The central bank will cut its overnight interest rate to 14% on Tuesday, according to all 12 analysts in a Bloomberg survey. The move will bring the instrument, which was made the key rate in October to stem a plunge in the forint, one step away from the benchmark rate.
In a separate decision, the central bank kept the benchmark rate at 13%, while lowering the top-end of the rate corridor by 100 basis points, it said in a statement. Deputy Governor Barnabas Virag will hold an online briefing at 3 p.m., when the central bank will publish its key rate decision.

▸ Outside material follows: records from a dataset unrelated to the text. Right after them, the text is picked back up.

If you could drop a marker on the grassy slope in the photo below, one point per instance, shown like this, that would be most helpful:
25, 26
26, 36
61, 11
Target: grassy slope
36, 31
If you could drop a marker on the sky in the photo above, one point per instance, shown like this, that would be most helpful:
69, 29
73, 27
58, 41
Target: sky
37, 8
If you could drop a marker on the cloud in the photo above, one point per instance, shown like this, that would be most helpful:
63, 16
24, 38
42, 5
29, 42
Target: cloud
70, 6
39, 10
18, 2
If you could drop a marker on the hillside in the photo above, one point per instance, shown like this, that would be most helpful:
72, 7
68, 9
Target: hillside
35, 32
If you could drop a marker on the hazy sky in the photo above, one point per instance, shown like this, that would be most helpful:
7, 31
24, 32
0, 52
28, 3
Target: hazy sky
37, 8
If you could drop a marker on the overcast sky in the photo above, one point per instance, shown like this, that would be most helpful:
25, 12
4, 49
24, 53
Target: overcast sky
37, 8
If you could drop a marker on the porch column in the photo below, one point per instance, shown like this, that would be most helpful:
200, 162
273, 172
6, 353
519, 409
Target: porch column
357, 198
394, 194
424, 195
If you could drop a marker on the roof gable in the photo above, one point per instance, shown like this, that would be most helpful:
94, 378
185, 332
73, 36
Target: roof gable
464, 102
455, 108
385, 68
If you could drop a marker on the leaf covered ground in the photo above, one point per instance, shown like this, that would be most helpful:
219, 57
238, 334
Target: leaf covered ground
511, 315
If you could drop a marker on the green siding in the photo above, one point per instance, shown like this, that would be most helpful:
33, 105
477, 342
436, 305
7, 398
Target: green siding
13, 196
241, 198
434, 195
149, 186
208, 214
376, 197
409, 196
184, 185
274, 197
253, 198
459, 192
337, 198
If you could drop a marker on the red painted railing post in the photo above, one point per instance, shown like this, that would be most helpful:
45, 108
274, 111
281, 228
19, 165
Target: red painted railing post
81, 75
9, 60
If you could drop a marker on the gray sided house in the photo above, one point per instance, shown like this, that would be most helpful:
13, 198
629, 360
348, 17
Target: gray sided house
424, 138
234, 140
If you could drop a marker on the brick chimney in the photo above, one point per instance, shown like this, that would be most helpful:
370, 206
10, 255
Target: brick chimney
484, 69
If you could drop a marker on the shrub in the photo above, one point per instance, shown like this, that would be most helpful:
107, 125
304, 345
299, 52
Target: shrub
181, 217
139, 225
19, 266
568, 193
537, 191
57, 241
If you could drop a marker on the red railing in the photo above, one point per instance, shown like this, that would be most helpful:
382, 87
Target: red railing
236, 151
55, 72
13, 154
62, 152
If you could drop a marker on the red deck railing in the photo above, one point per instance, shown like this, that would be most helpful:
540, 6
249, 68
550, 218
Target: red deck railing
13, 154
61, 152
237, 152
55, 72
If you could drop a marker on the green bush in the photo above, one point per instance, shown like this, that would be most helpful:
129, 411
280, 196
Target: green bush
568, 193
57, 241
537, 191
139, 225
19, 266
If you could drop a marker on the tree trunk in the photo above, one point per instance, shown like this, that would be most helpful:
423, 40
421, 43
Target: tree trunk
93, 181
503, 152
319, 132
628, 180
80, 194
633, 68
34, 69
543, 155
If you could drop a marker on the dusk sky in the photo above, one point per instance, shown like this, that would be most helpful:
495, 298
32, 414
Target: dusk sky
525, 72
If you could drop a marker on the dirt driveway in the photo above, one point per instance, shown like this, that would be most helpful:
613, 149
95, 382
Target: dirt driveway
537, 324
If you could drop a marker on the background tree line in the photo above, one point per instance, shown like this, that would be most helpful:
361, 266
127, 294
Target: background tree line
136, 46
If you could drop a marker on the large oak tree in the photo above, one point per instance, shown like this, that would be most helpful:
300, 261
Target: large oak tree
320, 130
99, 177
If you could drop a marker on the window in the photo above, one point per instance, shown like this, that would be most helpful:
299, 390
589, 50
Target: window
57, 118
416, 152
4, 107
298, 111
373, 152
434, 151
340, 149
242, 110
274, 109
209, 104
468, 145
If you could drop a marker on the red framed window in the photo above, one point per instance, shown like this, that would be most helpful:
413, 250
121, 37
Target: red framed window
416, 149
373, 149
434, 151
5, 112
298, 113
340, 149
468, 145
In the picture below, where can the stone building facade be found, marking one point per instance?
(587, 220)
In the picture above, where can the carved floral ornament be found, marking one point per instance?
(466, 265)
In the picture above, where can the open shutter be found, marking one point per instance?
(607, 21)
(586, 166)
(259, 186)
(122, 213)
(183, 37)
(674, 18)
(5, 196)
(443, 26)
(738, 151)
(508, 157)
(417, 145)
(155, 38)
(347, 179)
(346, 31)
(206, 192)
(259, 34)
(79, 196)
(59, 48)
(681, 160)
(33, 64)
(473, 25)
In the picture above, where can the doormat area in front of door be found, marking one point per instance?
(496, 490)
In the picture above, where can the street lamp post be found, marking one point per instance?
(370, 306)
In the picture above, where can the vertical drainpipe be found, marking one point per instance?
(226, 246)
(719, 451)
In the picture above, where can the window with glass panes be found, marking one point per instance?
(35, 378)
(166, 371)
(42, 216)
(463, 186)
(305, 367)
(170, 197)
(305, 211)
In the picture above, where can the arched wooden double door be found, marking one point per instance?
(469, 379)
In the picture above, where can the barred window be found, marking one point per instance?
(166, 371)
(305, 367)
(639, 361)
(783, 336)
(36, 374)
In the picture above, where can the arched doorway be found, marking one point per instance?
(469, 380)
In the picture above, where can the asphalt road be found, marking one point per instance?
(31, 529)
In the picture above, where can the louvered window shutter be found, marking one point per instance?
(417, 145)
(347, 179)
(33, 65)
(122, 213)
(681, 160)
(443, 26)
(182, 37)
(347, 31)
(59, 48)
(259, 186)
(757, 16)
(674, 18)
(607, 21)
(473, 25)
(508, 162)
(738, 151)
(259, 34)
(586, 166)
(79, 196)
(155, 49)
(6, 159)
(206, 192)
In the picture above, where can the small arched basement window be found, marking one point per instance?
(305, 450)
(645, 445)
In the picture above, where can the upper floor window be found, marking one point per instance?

Hungary’s economy has contracted for four consecutive quarters as consumers and companies struggle with the EU’s fastest inflation and highest borrowing costs, which have depressed consumption and production.
After annual inflation slowed from a peak of more than 25%, the central bank began normalizing its monetary policy in May by cutting its 18% key rate in 100-basis-point monthly steps.
After converging with the benchmark rate next month, the main interest rate levels may drop to 11% by year-end, according to the median forecast in a Bloomberg survey.
The forint gained as much as 0.5% against the euro on Tuesday before the key rate decision, boosting its year-to-date gain to 4.6% against the common currency.
(Updates with benchmark rate decision in third paragraph, forint in last.)